Les bons films de genre français sont malheureusement rarissimes pour maintes raisons entre frilosité des producteurs, clichés sur l’incapacité du cinéma tricolore à réussir dans ce genre et, conséquemment, manque de moyens octroyés. Tout cela fait que dénicher un bon film fantastique, une pépite de film d’horreur, un film de science-fiction flamboyant ou encore, comme ici, un film policier glauque flirtant avec le surnaturel, a presque été mission impossible pendant des décennies. Mais, depuis quelques années, cela change et le film de genre retrouve ses lettres de noblesse grâce à des œuvres marquantes (et clivantes) telle que « Titane » qui a remporté la Palme d’or à Cannes. Néanmoins, c’est encore tout récent. Et avant cela, combien d’œuvres magistrales et mémorables comme l’immense et définitif « Martyrs » de Pascal Laugier pour des bouses ridicules ou des petits essais courageux mais pas très réussis tels que, par exemple pour en prendre un daté et un autre plus récent, « Le Meute » ou « Méandre ». Alors quand on découvre « Le Mangeur d’âmes », particulièrement réussi, on est clairement satisfait. D’autant plus que ses auteurs, qui avaient réalisé une œuvre hardcore qui avait pas mal interpellé son monde il y a près de vingt ans en l’occurrence « À l’intérieur » avec Béatrice Dalle, n’avaient pas du tout transformé l’essai depuis. On se souvient notamment de leur passage raté à Hollywood pour leur origin story sur « Leatherface », film dérivé de « Massacre à la tronçonneuse », visiblement honteux et jamais sorti en salles.
Adapté du roman éponyme, « Le Mangeur d’âmes » est un film policier glaçant, angoissant et extrêmement captivant qui nous plonge dans les tréfonds de l’âme humaine avec beaucoup de brio. Le long-métrage n’a rien à envier aux meilleurs films du genre venant du cinéma américain, d’Espagne ou encore de Corée du Sud. Il est même incompréhensible que le film ait été distribué sur si peu de copies à sa sortie et sans presque aucune promotion. Encore une fois, le problème du cinéma de genre en France est un serpent qui se mord la queue. Accessible et ambitieux, le film est une entière réussite dans le genre aussi bien sur le versant narratif que visuel. L’intrigue est parfaitement bien rendue et nous happe dès les premières images avec moultes rebondissements de situation et twists bien amenés. Et tout cela sans être trop explicatif, laissant quelques petites zones d’ombre au spectateur. Quant à la forme, le duo de cinéastes que l’on sent passionné, Alexandre Bustillo et Julien Maury, elle est très stylée mais sans jamais tomber dans l’exercice de style comme le récent « Longlegs », certes visuellement impeccable mais maniéré. Et ils savent parfaitement mettre en valeur le cadre de ce village montagnard et rural aux contours inquiétants. La photographie grise et verdâtre et la confection des plans est impeccable faisant parfois penser à « Les Rivières pourpres » mais en mieux.

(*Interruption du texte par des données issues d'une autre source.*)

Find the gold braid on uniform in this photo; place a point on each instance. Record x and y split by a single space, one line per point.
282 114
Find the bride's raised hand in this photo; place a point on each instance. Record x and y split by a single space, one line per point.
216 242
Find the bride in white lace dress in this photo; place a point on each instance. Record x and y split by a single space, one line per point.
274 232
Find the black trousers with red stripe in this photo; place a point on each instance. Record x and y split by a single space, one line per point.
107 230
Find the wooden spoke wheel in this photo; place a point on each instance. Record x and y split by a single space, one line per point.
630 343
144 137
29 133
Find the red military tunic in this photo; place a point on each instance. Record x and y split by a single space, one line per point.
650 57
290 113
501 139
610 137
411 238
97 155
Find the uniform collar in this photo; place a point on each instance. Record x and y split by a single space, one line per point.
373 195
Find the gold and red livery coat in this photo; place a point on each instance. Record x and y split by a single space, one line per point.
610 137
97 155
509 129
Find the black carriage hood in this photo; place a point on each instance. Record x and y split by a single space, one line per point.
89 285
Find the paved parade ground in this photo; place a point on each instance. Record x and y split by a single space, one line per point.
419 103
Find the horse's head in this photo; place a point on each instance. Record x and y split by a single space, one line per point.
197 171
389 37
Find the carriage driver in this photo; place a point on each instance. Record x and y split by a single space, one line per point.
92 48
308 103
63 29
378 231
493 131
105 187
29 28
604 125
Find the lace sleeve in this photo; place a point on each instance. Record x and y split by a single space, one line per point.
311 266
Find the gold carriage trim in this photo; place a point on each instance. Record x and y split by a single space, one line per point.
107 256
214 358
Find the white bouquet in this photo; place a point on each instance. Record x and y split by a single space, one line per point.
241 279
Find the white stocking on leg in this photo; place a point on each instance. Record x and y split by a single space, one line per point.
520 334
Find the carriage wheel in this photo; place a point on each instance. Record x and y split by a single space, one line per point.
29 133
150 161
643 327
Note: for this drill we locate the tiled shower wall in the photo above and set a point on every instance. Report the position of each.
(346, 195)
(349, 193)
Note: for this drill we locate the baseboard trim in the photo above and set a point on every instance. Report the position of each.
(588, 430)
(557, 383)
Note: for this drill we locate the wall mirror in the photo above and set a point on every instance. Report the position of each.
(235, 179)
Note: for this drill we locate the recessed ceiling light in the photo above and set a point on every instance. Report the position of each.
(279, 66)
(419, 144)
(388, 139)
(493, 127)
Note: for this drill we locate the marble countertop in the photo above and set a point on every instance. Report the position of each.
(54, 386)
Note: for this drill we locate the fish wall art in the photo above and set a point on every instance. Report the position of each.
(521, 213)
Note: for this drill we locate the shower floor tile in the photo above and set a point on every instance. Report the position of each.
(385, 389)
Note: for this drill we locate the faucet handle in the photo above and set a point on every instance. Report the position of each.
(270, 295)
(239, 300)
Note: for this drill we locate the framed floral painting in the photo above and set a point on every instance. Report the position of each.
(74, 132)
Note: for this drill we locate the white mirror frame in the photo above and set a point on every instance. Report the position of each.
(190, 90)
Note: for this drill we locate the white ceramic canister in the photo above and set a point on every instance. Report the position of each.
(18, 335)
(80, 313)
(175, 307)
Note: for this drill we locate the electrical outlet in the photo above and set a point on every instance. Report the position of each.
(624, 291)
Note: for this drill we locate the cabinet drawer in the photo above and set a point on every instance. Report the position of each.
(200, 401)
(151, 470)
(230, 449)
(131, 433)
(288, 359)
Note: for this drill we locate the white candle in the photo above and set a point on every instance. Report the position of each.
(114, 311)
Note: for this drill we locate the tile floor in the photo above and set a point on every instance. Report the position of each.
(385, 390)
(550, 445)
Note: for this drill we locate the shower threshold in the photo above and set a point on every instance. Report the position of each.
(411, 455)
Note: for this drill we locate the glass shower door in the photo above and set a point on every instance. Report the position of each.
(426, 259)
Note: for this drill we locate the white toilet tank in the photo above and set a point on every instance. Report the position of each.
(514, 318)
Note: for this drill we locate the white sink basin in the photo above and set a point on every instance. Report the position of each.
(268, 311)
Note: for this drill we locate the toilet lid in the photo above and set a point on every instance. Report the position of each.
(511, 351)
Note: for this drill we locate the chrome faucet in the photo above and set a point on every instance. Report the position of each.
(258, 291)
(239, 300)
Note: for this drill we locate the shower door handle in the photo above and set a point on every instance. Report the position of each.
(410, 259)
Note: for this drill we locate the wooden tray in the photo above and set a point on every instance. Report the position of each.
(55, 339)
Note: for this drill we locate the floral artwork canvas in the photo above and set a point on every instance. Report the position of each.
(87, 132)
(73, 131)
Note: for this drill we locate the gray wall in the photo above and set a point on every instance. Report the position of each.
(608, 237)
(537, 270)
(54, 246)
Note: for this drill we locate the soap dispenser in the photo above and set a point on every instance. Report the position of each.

« Le Mangeur d’âmes » satisfera aussi bien les amateurs de surnaturel alors que le film reste dans les ornières du réalisme. Mais certaines visions et l’atmosphère glauque et malaisante entre légendes locales, enlèvement d’enfants et meurtres extrêmes fait son office. Les scènes sanglantes sont très piquantes et gores, elles pourraient même choquer les âmes sensibles. L’utilisation de la musique est excellente et le duo de flics formé par Virginie Ledoyen et Paul Hamy est très probant permettant de s’attacher à eux grâce à un profil relativement creusé. On croit un peu moins à la prestation de Sandrine Bonnaire. Les presque deux heures du film passent à une vitesse folle et on a l’impression d’assister à quelque chose de peu commun dans le cinéma français dont seule l’inexplicable manque de visibilité fait rager. Il y a bien une ou deux facilités de scénario et un ou deux petits moments ratés mais ce sont des gouttes d’eau dans le fleuve palpitant de ce film policier sombre, âpre et tortueux. Une petite claque de film de genre qui résonne encore en nous longtemps après la projection et distille son malaise et son poison avec un nihilisme inusité dans notre cinématographie. À ne pas louper ou à rattraper de toute urgence.